This question is over a year old, but I have a different perspective which might interest you.
As others have pointed out, $\text{Proj}$ is not even a functor, let alone fully faithful, but it does factor through an equivalence in the following sense. A $\mathbb{Z}$-grading on a ring $A$ is the same as an action of the multiplicative group $\mathbb{G}_m$ on $\text{Spec } A$. Homomorphisms of graded rings correspond to $\mathbb{G}_m$-equivariant morphisms of schemes. So $\text{Spec}$ induces an equivalence from graded rings to affine schemes with $\mathbb{G}_m$-action.
But $\text{Proj}$ is only defined on nonnegatively graded rings. Call a $\mathbb{G}_m$-action on scheme $X$ contracting if it extends to an action of the multiplicative monoid $\mathbb{A}^1$. Intuitively, this means that the $\mathbb{G}_m$-action contracts $X$ onto its fixed point locus $X^{\mathbb{G}_m}$. Then a graded ring $A$ is nonnegatively graded if and only if the corresponding $\mathbb{G}_m$-action on $\text{Spec } A$ is contracting.
So we can interpret $\text{Proj}$ as a construction which builds a scheme from an affine scheme with contracting $\mathbb{G}_m$-action. Namely, it sends $X$ to the GIT quotient $(X \setminus X^{\mathbb{G}_m})//\mathbb{G}_m$.

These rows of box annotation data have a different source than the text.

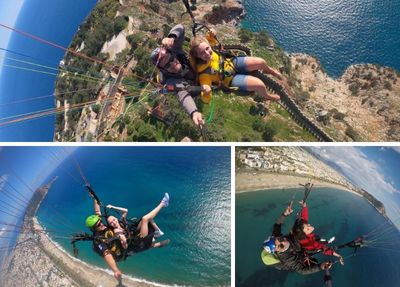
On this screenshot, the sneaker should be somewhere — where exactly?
[154,229,164,238]
[161,193,169,207]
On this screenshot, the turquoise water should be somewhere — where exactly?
[0,0,97,141]
[39,147,231,286]
[235,188,400,287]
[243,0,400,76]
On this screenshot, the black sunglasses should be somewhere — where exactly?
[161,53,176,70]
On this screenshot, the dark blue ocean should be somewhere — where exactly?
[0,0,97,141]
[243,0,400,77]
[39,147,231,286]
[235,188,400,287]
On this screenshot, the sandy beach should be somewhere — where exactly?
[33,217,161,287]
[235,169,361,196]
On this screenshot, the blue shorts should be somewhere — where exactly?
[230,57,249,92]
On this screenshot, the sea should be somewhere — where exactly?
[38,147,231,286]
[0,0,97,141]
[235,187,400,287]
[242,0,400,77]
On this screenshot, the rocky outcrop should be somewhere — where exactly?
[290,54,400,141]
[205,0,246,26]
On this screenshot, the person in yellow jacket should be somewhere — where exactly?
[190,30,282,103]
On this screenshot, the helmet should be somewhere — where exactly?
[263,236,275,253]
[150,48,167,67]
[86,215,100,228]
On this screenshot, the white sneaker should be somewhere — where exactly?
[154,229,164,238]
[161,193,169,207]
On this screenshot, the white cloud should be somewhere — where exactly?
[391,146,400,154]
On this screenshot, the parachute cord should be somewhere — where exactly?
[207,97,215,124]
[64,150,90,186]
[0,23,112,68]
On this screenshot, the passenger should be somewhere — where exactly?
[86,191,169,280]
[189,30,282,103]
[263,201,332,275]
[106,204,164,249]
[151,24,204,126]
[292,201,344,265]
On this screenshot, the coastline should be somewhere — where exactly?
[235,169,362,197]
[32,217,161,287]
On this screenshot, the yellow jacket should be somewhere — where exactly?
[196,51,235,103]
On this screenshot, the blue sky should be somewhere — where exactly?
[310,146,400,227]
[0,146,76,225]
[0,0,25,76]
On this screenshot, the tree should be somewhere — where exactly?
[239,28,253,43]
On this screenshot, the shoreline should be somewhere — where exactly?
[32,217,162,287]
[235,169,362,197]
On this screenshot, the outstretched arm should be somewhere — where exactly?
[272,201,293,236]
[106,204,128,218]
[103,250,122,280]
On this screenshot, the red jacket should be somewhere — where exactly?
[299,206,334,255]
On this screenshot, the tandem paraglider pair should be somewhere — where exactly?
[261,183,363,285]
[71,185,170,281]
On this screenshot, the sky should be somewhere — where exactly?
[0,0,25,76]
[310,146,400,227]
[0,146,77,225]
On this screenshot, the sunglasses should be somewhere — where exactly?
[161,53,176,70]
[95,219,103,227]
[276,237,286,249]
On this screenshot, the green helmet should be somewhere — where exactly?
[86,215,100,228]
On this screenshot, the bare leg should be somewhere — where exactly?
[241,57,282,78]
[138,193,169,237]
[150,222,161,233]
[246,76,280,101]
[152,239,170,248]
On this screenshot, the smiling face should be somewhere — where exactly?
[107,216,121,229]
[196,42,212,62]
[159,52,182,74]
[303,223,314,235]
[275,237,290,252]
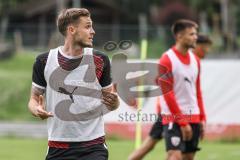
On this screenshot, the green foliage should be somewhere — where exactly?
[0,54,34,120]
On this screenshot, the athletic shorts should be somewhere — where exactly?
[46,142,108,160]
[163,123,200,153]
[149,116,163,139]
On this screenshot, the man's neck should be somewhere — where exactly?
[63,41,83,57]
[175,43,189,55]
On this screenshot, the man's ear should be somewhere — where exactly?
[175,32,183,40]
[67,25,75,35]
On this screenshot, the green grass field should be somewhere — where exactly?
[0,138,240,160]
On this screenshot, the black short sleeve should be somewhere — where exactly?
[94,50,112,88]
[32,53,48,88]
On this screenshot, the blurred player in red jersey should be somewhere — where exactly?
[159,20,206,160]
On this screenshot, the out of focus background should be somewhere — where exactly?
[0,0,240,160]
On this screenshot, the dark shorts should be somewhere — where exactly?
[163,123,200,153]
[149,116,163,139]
[46,144,108,160]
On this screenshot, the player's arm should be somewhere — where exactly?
[28,85,53,119]
[100,55,119,111]
[28,53,52,119]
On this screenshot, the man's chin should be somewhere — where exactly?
[81,43,93,48]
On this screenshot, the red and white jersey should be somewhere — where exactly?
[160,47,205,125]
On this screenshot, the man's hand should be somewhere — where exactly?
[180,124,193,141]
[102,90,119,111]
[33,95,53,120]
[200,121,206,140]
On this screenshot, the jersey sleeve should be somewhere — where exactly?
[94,50,112,89]
[100,56,112,88]
[32,53,48,89]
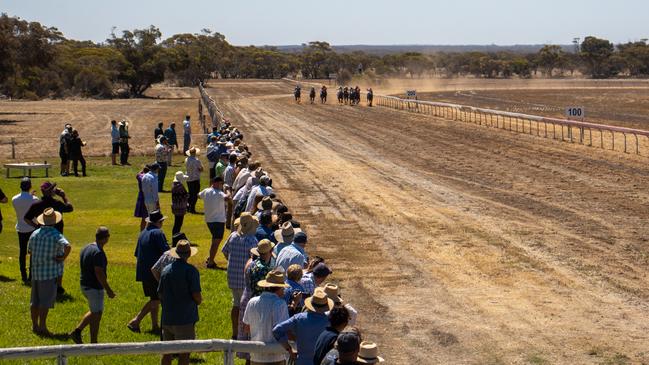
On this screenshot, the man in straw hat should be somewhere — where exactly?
[221,213,259,338]
[277,232,308,272]
[158,240,203,364]
[126,210,169,333]
[313,307,349,364]
[70,227,115,343]
[185,147,203,213]
[356,341,384,364]
[198,176,231,269]
[243,270,289,365]
[27,208,72,336]
[273,288,334,365]
[274,222,302,255]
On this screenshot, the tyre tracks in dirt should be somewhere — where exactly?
[208,81,649,364]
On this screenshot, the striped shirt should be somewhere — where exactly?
[27,226,70,280]
[223,164,236,187]
[221,232,257,289]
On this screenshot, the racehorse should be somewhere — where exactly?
[293,85,302,104]
[309,87,315,104]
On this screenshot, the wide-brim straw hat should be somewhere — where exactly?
[257,196,279,210]
[169,240,198,259]
[273,222,302,243]
[237,212,259,236]
[324,283,343,304]
[356,341,385,364]
[250,238,275,256]
[185,146,201,156]
[257,270,289,288]
[36,208,63,226]
[304,288,334,313]
[174,171,189,183]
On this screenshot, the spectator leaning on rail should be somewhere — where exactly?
[11,177,39,285]
[110,120,119,166]
[243,270,289,365]
[158,240,203,365]
[198,176,231,269]
[185,147,203,213]
[27,208,72,336]
[70,227,115,343]
[313,307,349,364]
[142,163,160,214]
[183,115,192,153]
[222,213,259,339]
[127,211,169,333]
[277,232,309,272]
[273,288,334,365]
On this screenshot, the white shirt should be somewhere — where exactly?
[198,187,225,223]
[243,292,289,363]
[11,191,40,233]
[185,156,203,181]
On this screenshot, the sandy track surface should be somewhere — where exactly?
[0,86,199,161]
[208,81,649,364]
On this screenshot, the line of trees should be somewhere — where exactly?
[0,14,649,99]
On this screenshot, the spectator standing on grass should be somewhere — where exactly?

The failure of functoriality is due to the fact that a morphism $X \to Y$ can send points in $X \setminus X^{\mathbb{G}_m}$ to points in $Y^{\mathbb{G}_m}$. There is also some loss of information because any nonzero power of the $\mathbb{G}_m$-action produces the same GIT quotient: this is the Veronese stuff.